Expansion program

Some customers get more value from your product than they're paying for. That's a problem worth solving, gently.

Expansion is the program that names what they're already doing and asks if they want to do more of it. Plan upgrades, seat adds, usage-cap increases. Not a sales pitch. A nudge that's accurate enough to feel like good service.

When it fires

When usage crosses a threshold you set. The Cartographer watches the event stream and flags contacts whose pattern has outgrown their plan: hitting the seat cap, brushing against rate limits, using a feature their plan only partially includes.

Tenured customers also trigger expansion on a slow cadence. If a customer's been on the same plan for six months and their usage has roughly doubled, Mara has something to write about.

What's in it

One or two emails per trigger. Never more. Expansion is the easiest program to overdo and the hardest to recover from when you do.

The first send names the specific usage pattern. "You've added five teammates in the last month. The team plan is built for this." Concrete. Not "you might want to consider upgrading."

The second send (only if there's room) offers a check-in. The Reply Analyst routes questions to your inbox.

How she writes it

The Brand Analyst supplies the voice. The Cartographer supplies the usage signal. The Copywriter writes the connection.

What Mara avoids is the upgrade-pitch tone. No "unlock the full power of," no "take your team to the next level." The customer's already at the next level. The email just names the plan that matches where they are.

If you've connected your billing provider, Mara reads the pricing page directly. The numbers in the email are the real numbers from your plan tiers, not approximations.

What gets tested

Framing. The bandit picks between achievement framing ("you've outgrown the X plan"), limit framing ("you're at 95% of your seat cap"), and offer framing ("here's what the Y plan adds"). Each one works better for some segments than others.
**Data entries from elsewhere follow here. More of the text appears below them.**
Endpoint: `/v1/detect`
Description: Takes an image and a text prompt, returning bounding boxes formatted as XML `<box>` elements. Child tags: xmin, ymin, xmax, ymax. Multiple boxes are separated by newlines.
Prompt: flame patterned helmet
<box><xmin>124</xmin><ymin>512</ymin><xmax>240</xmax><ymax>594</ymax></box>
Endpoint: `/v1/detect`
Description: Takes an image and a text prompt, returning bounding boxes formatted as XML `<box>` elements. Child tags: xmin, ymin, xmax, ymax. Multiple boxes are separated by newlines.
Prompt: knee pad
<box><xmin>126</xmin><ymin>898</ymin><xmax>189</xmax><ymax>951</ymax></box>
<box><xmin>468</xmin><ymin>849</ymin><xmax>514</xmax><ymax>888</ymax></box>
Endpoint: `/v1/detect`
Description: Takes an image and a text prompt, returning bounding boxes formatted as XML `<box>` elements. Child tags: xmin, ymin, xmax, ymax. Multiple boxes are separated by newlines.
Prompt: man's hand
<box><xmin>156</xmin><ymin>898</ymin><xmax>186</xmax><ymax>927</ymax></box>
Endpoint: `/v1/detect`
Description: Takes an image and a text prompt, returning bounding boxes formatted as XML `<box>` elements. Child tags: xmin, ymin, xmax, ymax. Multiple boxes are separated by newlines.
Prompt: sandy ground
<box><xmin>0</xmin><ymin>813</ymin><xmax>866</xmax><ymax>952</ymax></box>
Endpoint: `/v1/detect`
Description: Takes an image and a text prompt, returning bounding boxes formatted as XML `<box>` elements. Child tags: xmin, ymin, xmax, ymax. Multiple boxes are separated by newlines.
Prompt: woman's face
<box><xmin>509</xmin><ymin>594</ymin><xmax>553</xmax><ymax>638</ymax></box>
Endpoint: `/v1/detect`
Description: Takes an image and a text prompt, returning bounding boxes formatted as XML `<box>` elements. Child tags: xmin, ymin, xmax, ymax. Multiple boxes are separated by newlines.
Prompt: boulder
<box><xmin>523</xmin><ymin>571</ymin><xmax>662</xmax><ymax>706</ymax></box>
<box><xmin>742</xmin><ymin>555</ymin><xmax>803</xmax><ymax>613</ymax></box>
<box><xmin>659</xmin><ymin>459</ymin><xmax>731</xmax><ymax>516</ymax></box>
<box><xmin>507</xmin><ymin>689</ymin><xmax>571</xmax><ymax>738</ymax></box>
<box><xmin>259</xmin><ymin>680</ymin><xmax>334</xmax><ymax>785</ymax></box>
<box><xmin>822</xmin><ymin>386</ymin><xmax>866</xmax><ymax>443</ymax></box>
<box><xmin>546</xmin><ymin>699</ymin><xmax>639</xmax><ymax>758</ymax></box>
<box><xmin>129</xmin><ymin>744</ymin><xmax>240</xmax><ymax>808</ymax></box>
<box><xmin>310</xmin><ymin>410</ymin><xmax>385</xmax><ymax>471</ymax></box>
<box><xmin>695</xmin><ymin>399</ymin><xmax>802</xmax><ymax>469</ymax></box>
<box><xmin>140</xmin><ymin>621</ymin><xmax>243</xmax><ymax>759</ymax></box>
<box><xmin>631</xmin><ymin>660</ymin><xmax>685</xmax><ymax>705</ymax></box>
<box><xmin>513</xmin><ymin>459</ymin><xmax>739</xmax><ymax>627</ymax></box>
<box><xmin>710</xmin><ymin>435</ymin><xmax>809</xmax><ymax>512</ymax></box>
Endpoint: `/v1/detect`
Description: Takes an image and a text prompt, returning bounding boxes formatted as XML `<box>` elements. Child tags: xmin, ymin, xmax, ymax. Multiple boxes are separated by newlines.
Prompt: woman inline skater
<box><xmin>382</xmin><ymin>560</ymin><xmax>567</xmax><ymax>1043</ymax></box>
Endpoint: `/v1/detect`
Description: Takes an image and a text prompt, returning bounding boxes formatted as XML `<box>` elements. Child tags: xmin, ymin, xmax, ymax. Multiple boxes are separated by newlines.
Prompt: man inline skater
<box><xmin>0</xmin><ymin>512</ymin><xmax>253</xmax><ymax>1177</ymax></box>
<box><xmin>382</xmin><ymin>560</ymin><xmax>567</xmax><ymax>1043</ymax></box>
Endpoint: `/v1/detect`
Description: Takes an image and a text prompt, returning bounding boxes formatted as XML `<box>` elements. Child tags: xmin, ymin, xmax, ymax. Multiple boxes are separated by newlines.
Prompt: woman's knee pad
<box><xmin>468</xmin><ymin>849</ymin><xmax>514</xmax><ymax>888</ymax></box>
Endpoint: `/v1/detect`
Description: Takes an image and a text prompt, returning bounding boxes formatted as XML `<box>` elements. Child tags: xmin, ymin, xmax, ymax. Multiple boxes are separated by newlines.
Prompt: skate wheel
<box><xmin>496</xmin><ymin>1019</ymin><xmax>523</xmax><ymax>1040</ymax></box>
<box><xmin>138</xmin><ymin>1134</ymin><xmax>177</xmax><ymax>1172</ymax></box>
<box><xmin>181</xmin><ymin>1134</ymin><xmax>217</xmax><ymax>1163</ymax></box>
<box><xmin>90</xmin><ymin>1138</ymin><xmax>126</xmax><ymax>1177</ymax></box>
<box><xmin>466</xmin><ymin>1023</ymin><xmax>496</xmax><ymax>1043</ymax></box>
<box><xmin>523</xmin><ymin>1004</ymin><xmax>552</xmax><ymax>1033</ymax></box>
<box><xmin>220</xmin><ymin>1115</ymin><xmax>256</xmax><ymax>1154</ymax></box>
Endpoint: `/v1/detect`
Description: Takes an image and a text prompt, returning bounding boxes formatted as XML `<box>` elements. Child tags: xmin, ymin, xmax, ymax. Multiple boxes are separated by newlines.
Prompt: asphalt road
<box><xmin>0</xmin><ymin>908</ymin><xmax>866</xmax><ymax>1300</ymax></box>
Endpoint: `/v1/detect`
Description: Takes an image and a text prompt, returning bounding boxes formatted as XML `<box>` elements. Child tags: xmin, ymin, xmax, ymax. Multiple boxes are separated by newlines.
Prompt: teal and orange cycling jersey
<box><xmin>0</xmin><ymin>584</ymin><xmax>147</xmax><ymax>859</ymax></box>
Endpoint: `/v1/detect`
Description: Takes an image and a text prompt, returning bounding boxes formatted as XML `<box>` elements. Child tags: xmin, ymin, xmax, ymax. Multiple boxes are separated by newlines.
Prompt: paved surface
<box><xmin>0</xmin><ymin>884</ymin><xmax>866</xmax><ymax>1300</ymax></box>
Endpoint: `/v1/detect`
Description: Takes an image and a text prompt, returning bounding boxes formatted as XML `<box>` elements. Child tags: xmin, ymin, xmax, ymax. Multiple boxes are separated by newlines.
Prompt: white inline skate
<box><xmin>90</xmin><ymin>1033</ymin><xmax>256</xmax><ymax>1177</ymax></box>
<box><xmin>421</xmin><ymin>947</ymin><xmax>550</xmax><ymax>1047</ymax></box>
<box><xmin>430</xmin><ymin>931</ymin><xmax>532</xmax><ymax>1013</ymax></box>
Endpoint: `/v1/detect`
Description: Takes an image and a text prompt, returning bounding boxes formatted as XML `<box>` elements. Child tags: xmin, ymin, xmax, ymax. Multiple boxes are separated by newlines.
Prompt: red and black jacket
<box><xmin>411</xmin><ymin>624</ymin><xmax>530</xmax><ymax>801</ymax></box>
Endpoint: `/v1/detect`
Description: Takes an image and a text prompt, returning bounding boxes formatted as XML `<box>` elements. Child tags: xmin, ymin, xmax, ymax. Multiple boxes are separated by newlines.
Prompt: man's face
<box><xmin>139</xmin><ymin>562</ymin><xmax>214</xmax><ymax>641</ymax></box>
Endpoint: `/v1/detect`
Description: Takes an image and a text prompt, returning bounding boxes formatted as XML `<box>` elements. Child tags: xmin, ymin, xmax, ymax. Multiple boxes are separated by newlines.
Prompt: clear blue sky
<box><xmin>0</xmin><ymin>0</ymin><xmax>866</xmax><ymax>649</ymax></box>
CTA copy gets less variation than welcome or activation. "Upgrade" is hard to beat; the bandit mostly tests the modifier ("Upgrade now" versus "See the team plan" versus "Compare plans").

What you control

Trigger thresholds are yours. The Cartographer's defaults are reasonable, but you know your customers better. If a customer hitting 80% of their seat cap shouldn't be nudged toward an upgrade, set the threshold higher.

You can also exclude segments. Some customers are on annual contracts that lock their plan; Mara should not write expansion emails to them mid-term.

Related programs

Expansion overlaps with feature-adoption when the feature you shipped is plan-gated. Mara's good at separating the two: the feature-adoption send tells active users the feature exists; the expansion send tells the ones who'd benefit that their current plan doesn't include it.

If a customer hits a usage cap hard and bounces, that's different. Churn-save takes over if they cancel as a result.